Iranian Influence, Terrorist Links, Threaten Latin American Security
By Donna Miles
American Forces Press Service
WASHINGTON, March 17, 2009 Iran is increasing its presence in Latin America, and Hezbollah, a terrorist organization it sponsors, is making inroads in drug trafficking in Colombia, the commander of U.S. Southern Command told Congress today.
Navy Adm. James G. Stavridis told the House Armed Services Committee he shares concerns expressed by Defense Secretary Robert M. Gates about Iranian activity in Central and South America. Iran has opened six embassies in the region during the past five years and is promoting Islamic activities in the region.
“That is of concern, principally because of the connection between the government of Iran, which is a state sponsor of terrorism, and Hezbollah,” Stavridis said today. “We see a great deal of Hezbollah activity throughout South America, in particular.”
Much of that activity takes place in the tri-border area of Brazil, Paraguay and Argentina, and in the Caribbean.

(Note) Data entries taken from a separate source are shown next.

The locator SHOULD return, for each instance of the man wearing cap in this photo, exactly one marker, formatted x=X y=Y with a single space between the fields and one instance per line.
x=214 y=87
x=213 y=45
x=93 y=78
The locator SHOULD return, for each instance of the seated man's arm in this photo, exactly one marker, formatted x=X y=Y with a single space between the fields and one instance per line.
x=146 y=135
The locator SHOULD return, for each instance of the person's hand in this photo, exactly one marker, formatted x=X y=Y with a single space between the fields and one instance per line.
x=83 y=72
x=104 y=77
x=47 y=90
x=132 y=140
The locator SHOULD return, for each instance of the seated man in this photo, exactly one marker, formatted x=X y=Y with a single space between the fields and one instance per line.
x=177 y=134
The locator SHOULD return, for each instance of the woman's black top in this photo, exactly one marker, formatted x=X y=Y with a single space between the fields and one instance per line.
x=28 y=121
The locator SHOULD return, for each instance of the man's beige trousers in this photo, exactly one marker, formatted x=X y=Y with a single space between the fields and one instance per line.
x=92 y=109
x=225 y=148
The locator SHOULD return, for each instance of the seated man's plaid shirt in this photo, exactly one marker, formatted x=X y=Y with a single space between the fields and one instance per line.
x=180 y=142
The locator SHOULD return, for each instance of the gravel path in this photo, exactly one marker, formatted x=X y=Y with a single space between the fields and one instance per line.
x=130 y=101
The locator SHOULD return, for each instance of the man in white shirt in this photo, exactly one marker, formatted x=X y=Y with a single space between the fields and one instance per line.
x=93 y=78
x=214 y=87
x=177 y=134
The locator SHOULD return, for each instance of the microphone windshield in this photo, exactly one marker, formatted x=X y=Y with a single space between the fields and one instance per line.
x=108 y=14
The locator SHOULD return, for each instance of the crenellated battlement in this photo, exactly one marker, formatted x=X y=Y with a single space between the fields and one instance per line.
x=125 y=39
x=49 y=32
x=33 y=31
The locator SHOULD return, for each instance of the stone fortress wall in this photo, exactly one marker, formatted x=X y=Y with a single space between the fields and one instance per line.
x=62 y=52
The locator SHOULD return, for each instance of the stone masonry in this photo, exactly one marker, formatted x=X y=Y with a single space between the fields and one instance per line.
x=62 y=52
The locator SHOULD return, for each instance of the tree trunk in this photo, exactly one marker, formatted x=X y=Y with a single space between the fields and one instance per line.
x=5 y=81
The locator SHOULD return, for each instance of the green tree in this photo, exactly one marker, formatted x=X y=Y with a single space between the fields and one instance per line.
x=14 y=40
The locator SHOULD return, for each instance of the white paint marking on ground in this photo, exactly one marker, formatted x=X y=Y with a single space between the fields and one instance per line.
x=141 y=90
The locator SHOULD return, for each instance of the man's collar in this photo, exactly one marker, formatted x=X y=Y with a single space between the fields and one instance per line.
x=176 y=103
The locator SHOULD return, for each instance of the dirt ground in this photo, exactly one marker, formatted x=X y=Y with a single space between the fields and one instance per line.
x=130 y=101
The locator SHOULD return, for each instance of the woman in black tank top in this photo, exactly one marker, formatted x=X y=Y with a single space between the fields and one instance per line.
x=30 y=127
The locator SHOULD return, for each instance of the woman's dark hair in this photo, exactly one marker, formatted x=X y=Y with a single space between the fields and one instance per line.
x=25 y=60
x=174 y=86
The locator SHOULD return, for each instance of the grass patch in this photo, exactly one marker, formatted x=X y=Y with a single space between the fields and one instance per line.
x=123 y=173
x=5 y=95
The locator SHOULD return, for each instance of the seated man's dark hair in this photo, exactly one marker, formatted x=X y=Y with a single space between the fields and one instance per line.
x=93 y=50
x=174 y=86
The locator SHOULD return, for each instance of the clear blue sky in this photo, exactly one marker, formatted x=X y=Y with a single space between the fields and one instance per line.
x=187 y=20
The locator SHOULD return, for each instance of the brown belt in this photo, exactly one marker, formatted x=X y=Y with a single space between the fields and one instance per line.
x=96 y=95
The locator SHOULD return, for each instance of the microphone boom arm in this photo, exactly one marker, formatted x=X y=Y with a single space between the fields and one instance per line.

Stavridis noted in his written statement that Southcom supported a Drug Enforcement Administration operation in the tri-border area last August that targeted a Hezbollah-connected drug trafficking organization.
Two months later, Southcom supported another interagency operation in which several dozen people were arrested in Colombia for ties to a Hezbollah-connected drug trafficking and money laundering ring.
Despite big successes in professionalizing the Colombian military and helping it deal with the Revolutionary Armed Forces of Colombia, or FARC, Southcom has witnessed a direct connection there between Hezbollah and drug trafficking in Colombia, Stavridis told the committee.
He noted the direct link between the illicit drug trade and the terrorist groups it bankrolls, noting the threat posed by Islamic radical terrorism.
“Indentifying, monitoring and dismantling the financial, logistical and communication linkages between illicit trafficking groups and terrorist sponsors are critical to not only ensuring early indications and warnings of potential terrorist attacks directed at the United States and our partners, but also in generating a global appreciation and acceptance of this tremendous threat to security,” he said.
Stavridis called Colombia – the major global source of cocaine and home of the FARC – pivotal in the fight to stop illicit traffickers at the source.
Continued support to Colombia to help it in this endeavor will pay big dividends for the region and for the United States, he said.
“Providing resources and investments to improve the Colombian military, along with enhancing our interagency capabilities, will build the capacity to integrate and share information with U.S. and international counter-narcotic organizations,” he said. “Our interagency support efforts will directly improve regional and hemispheric security.”